La comparación entre madres es otro factor que alimenta la culpa. Algunas mujeres extraen muy poca cantidad, otras logran mucho volumen e incluso hay quienes realizan extracciones manuales abundantes sin necesidad de dispositivos. “Eso depende de cada mujer. Compararse es uno de los errores más frecuentes y más dañinos”, sostuvó Rey.
También cuestiona mitos vinculados al crecimiento del bebé. En ocasiones, incluso desde el sistema de salud, se instala la idea de que un bebé amamantado “no está creciendo bien”, lo que deriva rápidamente en la indicación de fórmulas.
Para la pediatra, estas decisiones deben evaluarse con cuidado y acompañamiento, ya que existen múltiples factores que influyen en la ganancia de peso y no siempre la lactancia es el problema.
Desde una perspectiva integrativa, Rey subrayó que no existe una postura ideal para amamantar. Las posiciones varían según cada mamá y bebé, es algo que puede cambiar con el tiempo. Si bien en los primeros días se recomiendan algunas posturas específicas, luego cada uno encuentra la que le resulta más cómoda.

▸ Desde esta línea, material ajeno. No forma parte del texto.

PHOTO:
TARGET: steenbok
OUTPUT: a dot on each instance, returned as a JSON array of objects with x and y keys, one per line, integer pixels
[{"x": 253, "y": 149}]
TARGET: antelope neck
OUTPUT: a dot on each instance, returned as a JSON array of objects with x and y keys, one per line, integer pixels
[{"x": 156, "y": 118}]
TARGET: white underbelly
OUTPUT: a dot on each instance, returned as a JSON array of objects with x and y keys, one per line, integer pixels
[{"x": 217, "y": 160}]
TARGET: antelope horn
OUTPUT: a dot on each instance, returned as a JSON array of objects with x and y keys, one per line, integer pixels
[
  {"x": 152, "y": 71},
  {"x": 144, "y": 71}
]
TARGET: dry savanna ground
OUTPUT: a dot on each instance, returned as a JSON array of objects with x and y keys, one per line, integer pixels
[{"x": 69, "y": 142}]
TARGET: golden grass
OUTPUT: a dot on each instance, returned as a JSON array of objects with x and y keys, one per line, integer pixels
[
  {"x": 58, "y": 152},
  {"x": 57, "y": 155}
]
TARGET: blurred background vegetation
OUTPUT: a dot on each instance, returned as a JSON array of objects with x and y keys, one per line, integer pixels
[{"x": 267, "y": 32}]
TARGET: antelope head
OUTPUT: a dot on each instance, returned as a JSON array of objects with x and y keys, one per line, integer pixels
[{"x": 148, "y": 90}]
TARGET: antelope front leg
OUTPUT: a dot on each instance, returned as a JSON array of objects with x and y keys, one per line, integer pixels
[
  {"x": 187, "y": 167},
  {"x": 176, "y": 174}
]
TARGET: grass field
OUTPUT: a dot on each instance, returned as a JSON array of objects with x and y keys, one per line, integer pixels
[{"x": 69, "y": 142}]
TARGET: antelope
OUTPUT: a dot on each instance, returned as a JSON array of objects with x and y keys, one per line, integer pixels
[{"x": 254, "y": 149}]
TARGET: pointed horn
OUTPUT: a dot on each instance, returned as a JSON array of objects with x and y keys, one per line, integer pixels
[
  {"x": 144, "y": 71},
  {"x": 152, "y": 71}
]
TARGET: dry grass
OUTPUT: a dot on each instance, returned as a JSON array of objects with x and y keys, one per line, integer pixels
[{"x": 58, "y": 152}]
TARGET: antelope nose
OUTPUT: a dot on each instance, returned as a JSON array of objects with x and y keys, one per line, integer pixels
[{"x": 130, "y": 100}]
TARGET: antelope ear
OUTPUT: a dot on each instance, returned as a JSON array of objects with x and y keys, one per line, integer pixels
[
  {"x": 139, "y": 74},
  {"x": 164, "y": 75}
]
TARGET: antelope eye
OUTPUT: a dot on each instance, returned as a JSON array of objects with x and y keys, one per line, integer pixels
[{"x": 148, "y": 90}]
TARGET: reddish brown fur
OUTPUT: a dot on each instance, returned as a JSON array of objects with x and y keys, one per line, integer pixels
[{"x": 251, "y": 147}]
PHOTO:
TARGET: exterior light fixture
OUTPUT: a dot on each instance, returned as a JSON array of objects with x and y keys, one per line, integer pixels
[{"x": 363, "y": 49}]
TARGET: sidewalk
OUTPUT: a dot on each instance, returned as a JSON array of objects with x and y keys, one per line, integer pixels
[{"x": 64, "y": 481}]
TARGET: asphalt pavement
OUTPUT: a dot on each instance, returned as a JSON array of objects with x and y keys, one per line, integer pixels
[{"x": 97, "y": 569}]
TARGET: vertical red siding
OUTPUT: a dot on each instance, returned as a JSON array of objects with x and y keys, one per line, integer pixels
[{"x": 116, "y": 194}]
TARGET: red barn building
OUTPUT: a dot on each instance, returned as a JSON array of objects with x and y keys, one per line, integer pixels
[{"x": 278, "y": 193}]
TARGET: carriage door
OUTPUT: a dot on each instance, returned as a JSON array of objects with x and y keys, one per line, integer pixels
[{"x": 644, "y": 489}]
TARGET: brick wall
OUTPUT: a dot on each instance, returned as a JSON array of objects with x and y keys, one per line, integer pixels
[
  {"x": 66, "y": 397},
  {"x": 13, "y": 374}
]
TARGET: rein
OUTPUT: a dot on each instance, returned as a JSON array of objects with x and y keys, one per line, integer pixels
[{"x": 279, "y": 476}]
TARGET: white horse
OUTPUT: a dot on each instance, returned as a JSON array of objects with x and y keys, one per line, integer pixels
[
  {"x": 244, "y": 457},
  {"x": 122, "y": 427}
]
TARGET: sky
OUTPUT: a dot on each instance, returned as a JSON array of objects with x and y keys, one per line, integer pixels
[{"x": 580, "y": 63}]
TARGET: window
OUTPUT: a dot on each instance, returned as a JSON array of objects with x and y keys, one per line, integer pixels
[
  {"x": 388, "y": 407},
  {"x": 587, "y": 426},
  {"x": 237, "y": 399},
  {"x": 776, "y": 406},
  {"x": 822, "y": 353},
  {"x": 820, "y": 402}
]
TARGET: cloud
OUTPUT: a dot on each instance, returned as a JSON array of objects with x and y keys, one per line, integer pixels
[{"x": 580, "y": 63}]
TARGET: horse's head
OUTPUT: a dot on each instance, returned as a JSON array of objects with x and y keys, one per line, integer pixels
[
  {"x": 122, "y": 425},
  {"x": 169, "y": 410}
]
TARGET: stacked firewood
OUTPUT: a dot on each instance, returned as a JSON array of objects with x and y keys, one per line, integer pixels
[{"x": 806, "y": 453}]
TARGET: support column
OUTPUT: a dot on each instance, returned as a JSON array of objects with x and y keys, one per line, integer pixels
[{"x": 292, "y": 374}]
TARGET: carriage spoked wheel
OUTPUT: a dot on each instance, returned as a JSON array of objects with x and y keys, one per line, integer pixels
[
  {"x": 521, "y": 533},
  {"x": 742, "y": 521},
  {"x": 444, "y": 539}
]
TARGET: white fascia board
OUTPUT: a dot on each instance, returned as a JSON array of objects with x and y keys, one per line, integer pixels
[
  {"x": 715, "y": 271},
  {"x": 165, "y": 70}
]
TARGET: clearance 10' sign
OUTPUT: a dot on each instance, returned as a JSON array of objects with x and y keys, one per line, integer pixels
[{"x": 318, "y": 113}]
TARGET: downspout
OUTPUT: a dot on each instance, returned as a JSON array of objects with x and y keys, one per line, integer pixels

El cuidado del cuerpo materno también ocupa un lugar central. Mantenerse activa antes, durante y después del embarazo, una alimentación variada y una correcta hidratación favorecen la calidad de la leche. “No hay alimentos que den más leche ni que la corten”, aclaró, desarmando otro mito frecuente. Lo importante es el conjunto de la alimentación a lo largo de la vida.
Durante la lactancia, se recomienda no consumir alcohol, no fumar ni usar sustancias. La alimentación variada, que incluya todos los grupos de alimentos, no solo beneficia a la madre, sino también al bebé: a través de la lactancia, la microbiota intestinal materna contribuye a colonizar y madurar el intestino del recién nacido.
“Primero hablamos de autocuidado de la mamá y, en segundo lugar, de esta conexión tan profunda con el bebé”, concluyó Rey.